TO LIVE THE GIFT OF MERCY
Catherine McAuley Symposium 2015
The Catherine McAuley Symposium is a biennial event in Australia which has taken place since 2008. The Symposium is jointly sponsored by the Leaders of the Congregations of Sisters of Mercy Brisbane, North Sydney and Parramatta and the Leader of the Institute of Sisters of Mercy of Australia and Papua New Guinea. It is held in different Australian cities to enable maximum participation by Sisters and Partners-in-Mercy. This year the Symposium was held in Cairns, Newcastle and Melbourne. Sisters of Mercy and their Colleagues, Associates and Friends were warmly invited to attend the 2015 Symposium at any one of the three venues.
At each Symposium gathering, the main speaker was Irish Sister of Mercy Brenda Dolphin, who, since 2006, has been the Postulator for the Cause of Catherine McAuley. Brenda teaches at the Gregorian University in Rome in the areas of psychology, human development and psycho-spiritual integration. It was through these lenses that she invited us to explore anew the life, gift, challenge and legacy of Catherine McAuley to each one of us.
L-r: Berneice Loch rsm, Institute Leader (ISMAPNG) with Brenda Dolphin rsm (The Congregation), Postulator for the Cause of Catherine McAuley, at the Melbourne Symposium on 8 August. Photo: Anne Walsh
Each Symposium was structured to have the keynote address by Sr Brenda first then respondent presentations from two local ministries with some time for questions/reflections from the audience.
In Cairns, Far North Queensland, the first of the three Symposium settings, Maryanne Kolkia rsm addressed the gathering on the empowerment work of women and men in Papua New Guinea through Mercy Works Ltd. Alice Muir & Gabrielle Cassard, senior students from All Hallows School, then spoke of the influence of Catherine McAuley on their lives and action for justice through the school community.
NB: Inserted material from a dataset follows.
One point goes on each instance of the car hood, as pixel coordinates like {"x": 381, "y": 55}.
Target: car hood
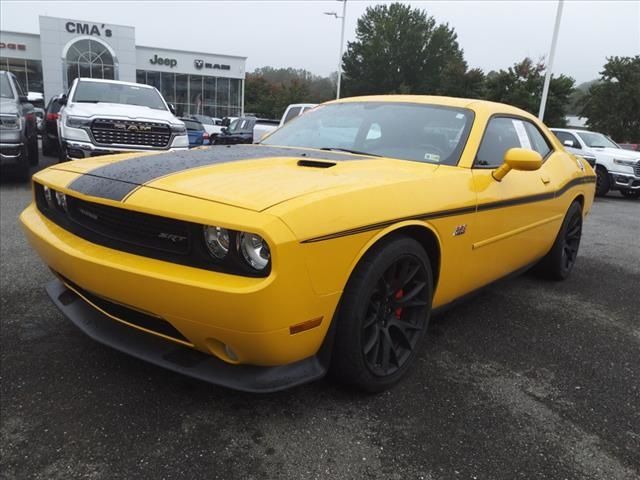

In Newcastle, northern New South Wales, respondent presenters were Louise Campbell, Indigenous Elder and Consultant in Indigenous Spirituality at the Newcastle Catholic Education Office and Felicity Reynolds, CEO of the Mercy Foundation, a ministry of North Sydney Congregation that makes grants, advocates and works in partnership with other organisations to help bring about an end to homelessness.
In Melbourne, Victoria, Jocelyn Bignold and Angela Reed rsm were the respondent presenters. Jocelyn Bignold is CEO of McAuley Community Services for Women which provides support, advocacy and accommodation for women and their children who are experiencing homelessness, primarily as a result of family violence or mental illness. Sr Angela has recently completed her doctorate and undertook the field work component of her research on domestic sex trafficking in the Filipino province of CEBU. Angela is a member of ACRATH, the organisation through which Mercy Sisters work in addressing the issue of human trafficking.
Monique McGrath, Shelley Ryan, Bambi Afford and Bethany Edwards (seen below) from St Francis Xavier Primary School Ballarat East contributed the following response after their participation in the Melbourne event.
We felt extremely privileged to be in the company of the Sisters of Mercy at the final Symposium for 2015. We were welcomed with lively conversation and a strong sense of unity. We took away the image of Catherine’s Christ as the abandoned and crucified Christ…“My poor abandoned Jesus.” Our new learning was that we must be open to seeing the cross or the abandoned within our own communities.
Catherine’s constant and eternal faith in our merciful God and her unyielding faith, validates her candidacy for Sainthood. “A woman of God and a woman of vision.” She was the epitome of ‘Mercy as love in action’ or more appropriately a reaction to the needs and suffering of others. It is her legacy that urges us forward in our work and faith today.
We are constantly moved and reformed by the way Catherine’s life and mission, are present in our own lives today. We have been inspired to push ourselves to give our all, with trust in our God.
“We are prophets of a future that is not our own.” This underpins what we do as educators, and as active participants in our world.